Ce discours convainquit Deerslayer que ses amis étaient prisonniers, et qu’il ne pouvait avancer sur le rivage que pour partager leur destin ; il n’était plus alors qu’à environ cent pieds de la terre, mais quelques coups de rames données à propos le mirent bientôt à cinq ou six fois cette distance. Heureusement pour lui tous les Indiens avaient jeté leurs mousquets pour pouvoir plus aisément poursuivre les fuyards, sans quoi il aurait pu recevoir quelque balle avant d’être hors de portée, quoique sa pirogue n’eût pas été aperçue dans le premier moment de confusion.

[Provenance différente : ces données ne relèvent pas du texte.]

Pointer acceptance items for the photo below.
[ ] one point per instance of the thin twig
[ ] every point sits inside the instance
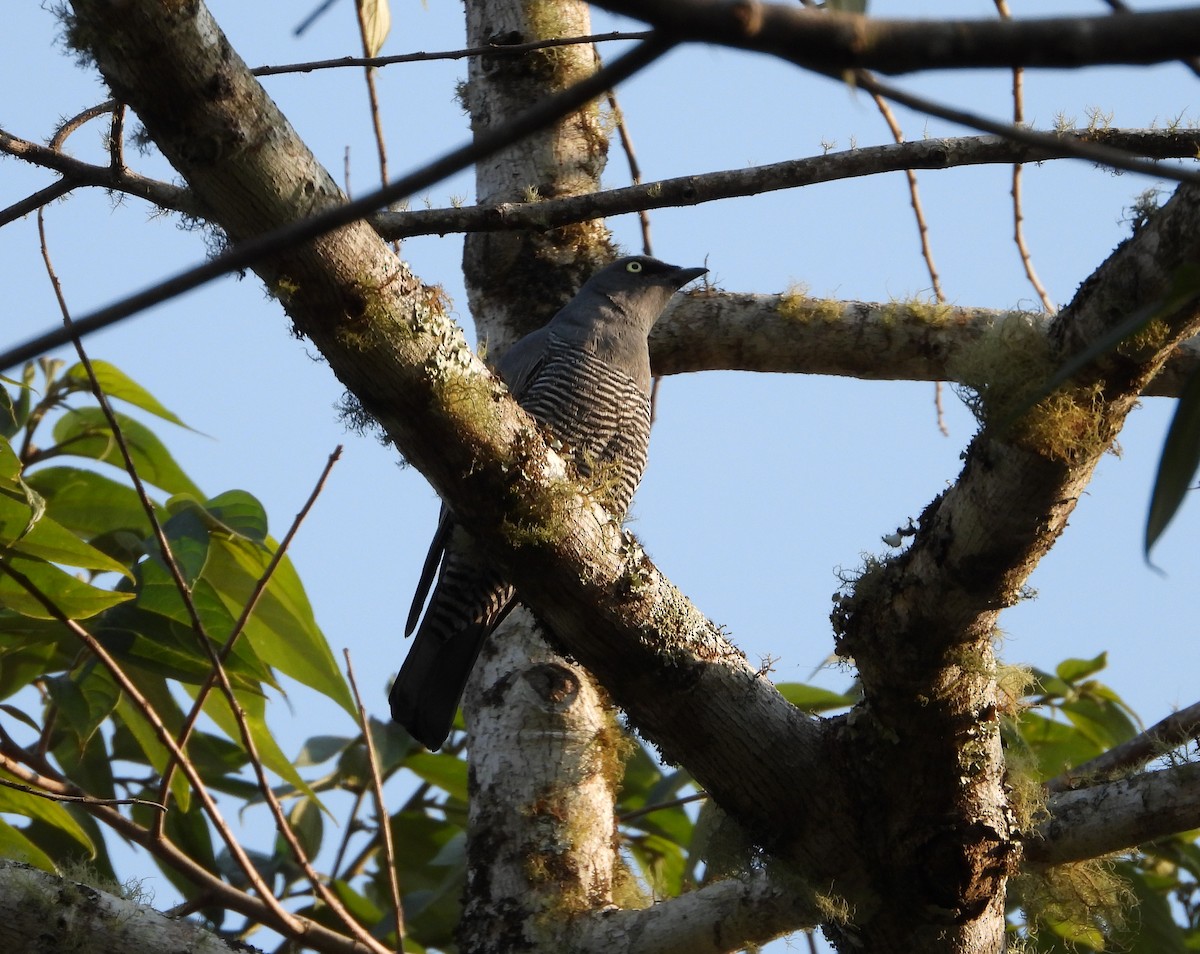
(249, 252)
(1175, 730)
(369, 72)
(1018, 214)
(59, 141)
(660, 805)
(81, 799)
(39, 773)
(181, 586)
(491, 49)
(244, 617)
(389, 849)
(166, 738)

— Prenez le large, mon garçon, s’écria Hutter ; mes filles n’ont plus que vous pour appui à présent, et vous aurez besoin de toute votre prudence pour échapper à ces sauvages. — Éloignez-vous de la terre, et que Dieu vous protège comme vous protégerez mes filles !

Il n’y avait pas en général beaucoup de sympathie entre Hutter et Deerslayer ; mais l’angoisse d’esprit et de corps qui accompagnait ces paroles fit oublier en ce moment à celui-ci tous les défauts du premier. Il ne vit en lui que le père souffrant, et il résolut de lui promettre d’être fidèle à ses intérêts et de tenir sa parole.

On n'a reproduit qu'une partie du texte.